In the earlier part of this week, I was up in Ogunquit, Maine with Chris and Birdy, following through on our family obsession with Maine (“the way life should be!” claims the sign you drive by when you cross into the state, marking the moment when Chris usually points a finger at the sign and says, “YES.”). The place we stayed at had a fantastic view but spotty cell service, making access to the Internet (aka “how Chris and I do our jobs”) difficult. But cutting back on emails and access wasn’t the worst thing. In fact, the first few hours give me twitchy fingers but then I love it. Love.
When I signed back online to catch up on things, I saw that there was a whole crossfit clusterfuck that took place, with the Crossfit CEO running his mouth about diabetes and making crappy attempts at humor (?) that lit a fire underneath the diabetes online community, bringing my Twitter feed almost to capacity with back-and-forths about misinformation, stigma, and a pile of -isms. A few people pinged me for my reaction on this whole thing and I felt embarrassed that I didn’t really have one. Yes, I thought his joke was fucking stupid and offensive and perpetuated countless stereotypes and misconceptions about diabetes on the whole. I was happy to see the diabetes community rally in support of education.

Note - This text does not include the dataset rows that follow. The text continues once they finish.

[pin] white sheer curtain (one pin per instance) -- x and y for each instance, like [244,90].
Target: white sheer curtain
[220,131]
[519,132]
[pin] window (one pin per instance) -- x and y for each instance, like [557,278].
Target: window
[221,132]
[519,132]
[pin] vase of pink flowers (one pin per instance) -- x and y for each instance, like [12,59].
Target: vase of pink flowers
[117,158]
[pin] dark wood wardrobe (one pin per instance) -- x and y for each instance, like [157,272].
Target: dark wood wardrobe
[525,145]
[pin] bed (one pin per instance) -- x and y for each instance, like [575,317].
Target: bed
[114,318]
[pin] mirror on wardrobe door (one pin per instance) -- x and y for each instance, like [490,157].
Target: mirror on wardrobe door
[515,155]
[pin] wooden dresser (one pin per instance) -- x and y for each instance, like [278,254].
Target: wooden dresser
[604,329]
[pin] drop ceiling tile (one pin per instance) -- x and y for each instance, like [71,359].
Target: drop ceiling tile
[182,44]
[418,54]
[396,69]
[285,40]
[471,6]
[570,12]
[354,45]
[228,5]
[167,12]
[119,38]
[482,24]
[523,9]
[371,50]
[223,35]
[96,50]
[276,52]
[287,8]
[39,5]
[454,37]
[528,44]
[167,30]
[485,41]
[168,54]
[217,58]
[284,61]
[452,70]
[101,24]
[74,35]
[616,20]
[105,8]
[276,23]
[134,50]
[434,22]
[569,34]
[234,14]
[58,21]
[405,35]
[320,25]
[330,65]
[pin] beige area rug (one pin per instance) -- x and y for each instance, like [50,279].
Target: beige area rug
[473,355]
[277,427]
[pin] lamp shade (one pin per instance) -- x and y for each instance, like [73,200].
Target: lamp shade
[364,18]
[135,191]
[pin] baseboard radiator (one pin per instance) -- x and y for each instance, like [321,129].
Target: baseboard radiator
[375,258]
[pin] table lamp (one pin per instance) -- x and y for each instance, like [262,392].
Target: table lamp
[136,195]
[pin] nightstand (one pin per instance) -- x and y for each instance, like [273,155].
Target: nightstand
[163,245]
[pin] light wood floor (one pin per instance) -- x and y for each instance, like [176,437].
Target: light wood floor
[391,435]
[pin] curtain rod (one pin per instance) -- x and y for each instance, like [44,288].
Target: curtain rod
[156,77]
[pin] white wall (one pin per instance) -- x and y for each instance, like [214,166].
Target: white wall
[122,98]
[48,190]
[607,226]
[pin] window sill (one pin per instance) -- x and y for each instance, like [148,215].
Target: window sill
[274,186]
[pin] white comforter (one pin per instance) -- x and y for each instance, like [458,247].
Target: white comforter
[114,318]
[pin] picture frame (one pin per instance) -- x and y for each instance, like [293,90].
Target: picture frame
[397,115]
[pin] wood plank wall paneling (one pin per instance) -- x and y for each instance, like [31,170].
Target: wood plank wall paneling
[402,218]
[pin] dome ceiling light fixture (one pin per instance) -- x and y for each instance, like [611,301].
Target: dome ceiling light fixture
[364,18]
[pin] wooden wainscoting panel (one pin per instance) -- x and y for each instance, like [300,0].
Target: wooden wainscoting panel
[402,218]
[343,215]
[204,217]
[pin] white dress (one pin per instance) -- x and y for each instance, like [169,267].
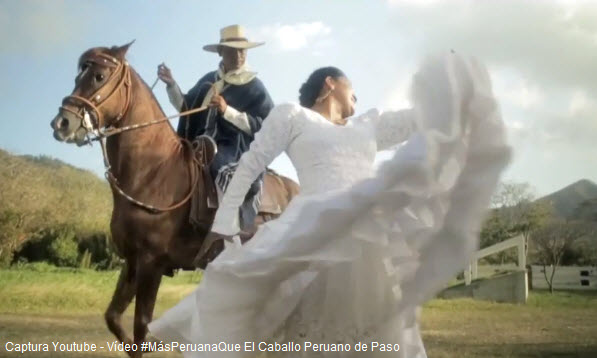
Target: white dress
[358,250]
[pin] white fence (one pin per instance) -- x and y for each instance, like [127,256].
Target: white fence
[471,272]
[566,278]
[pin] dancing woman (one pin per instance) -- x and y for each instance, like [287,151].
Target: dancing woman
[359,249]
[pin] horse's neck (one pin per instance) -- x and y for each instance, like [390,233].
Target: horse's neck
[147,153]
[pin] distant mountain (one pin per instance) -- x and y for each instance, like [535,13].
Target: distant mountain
[579,198]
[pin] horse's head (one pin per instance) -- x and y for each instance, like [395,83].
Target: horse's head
[100,98]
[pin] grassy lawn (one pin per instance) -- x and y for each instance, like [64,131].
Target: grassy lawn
[41,304]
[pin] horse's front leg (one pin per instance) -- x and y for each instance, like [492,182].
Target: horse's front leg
[149,276]
[123,295]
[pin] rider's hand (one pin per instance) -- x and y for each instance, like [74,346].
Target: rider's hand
[165,75]
[218,102]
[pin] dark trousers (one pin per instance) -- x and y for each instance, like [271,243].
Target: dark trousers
[222,170]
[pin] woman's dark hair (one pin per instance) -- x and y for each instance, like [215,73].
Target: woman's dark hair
[312,87]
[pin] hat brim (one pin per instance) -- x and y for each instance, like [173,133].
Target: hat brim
[233,44]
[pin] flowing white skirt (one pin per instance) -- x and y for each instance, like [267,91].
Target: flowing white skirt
[350,268]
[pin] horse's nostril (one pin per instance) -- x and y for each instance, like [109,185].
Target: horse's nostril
[62,123]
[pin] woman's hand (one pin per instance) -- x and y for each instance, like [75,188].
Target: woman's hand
[208,242]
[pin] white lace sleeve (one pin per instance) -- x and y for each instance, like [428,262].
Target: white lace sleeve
[392,127]
[272,139]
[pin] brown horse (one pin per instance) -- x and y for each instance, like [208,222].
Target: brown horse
[152,173]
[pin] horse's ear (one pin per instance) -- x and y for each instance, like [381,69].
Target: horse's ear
[120,52]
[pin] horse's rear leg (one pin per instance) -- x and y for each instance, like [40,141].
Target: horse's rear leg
[123,295]
[149,276]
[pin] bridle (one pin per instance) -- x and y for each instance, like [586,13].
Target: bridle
[96,129]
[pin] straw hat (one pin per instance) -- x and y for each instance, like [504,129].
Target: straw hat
[232,36]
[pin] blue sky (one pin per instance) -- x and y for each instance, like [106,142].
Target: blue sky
[539,55]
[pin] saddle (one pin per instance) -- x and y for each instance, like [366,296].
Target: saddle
[275,193]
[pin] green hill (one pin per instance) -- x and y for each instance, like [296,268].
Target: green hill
[566,201]
[41,194]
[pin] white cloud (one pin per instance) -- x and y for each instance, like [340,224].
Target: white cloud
[297,36]
[47,26]
[414,2]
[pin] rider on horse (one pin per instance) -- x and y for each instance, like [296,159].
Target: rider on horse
[238,103]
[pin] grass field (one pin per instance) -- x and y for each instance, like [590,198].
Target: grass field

I was also encouraged to see how many people stepped up to raise their voice. I was disappointed to, once again, see the whole “Wait, he means type 2 diabetes!” shouted out as if we de-stigmatize one portion of our community by further stigmatizing another. And also, I was frustrated to see that people were quick to talk about how sugar doesn’t cause diabetes (which is doesn’t) but there wasn’t a whole lot of recognition about how fucking gross it is that there is so much added sugar in our diets (which there is), unrelated to diabetes but entirely related to overall health.
Basically, this whole thing made made me a little mad at myself because I couldn’t drum up the desire to care too much about the whole thing, making me feel like a crumb of an advocate.
But I think all kinds of advocacy are necessary and important, even if all the issues on the table aren’t ones I’m super passionate about. Everyone gets to pick their battles, to a certain extent. I hope we continue to attack issues like policy and under-served populations with the same vigor as we correct misinformation on Twitter. If it were up to me, this brouhaha would segue into a broader campaign of awareness and advocacy that helps touch the lives of people outside of our bubble of privilege. (I’m adding a link here to Spare a Rose because when I think about bursting a bubble of frigging privilege, this campaign comes to mind in a big way. Yes, I’m biased. In related news: my bias is not news.)
I’m experiencing spotty service again, only this time it’s in my own advocacy mindset. Brain attention flits between wanting to make a difference in how society, and our own community, views diabetes sometimes and exhaustion at the effort of attempting that whole “difference” thing. Which is why I’m looking forward to Friends for Life next week, with a special focus on MasterLab. I want to hear more about launching your advocacy movement from Kim, and about changing policy from DPAC, and about alerting the media from Stacey. I need to take a little bit of my advocacy burnout and frustration and channel it towards something useful. A reboot of all kinds would be good. I hope FFL does it for me because I sorely, sorely need it.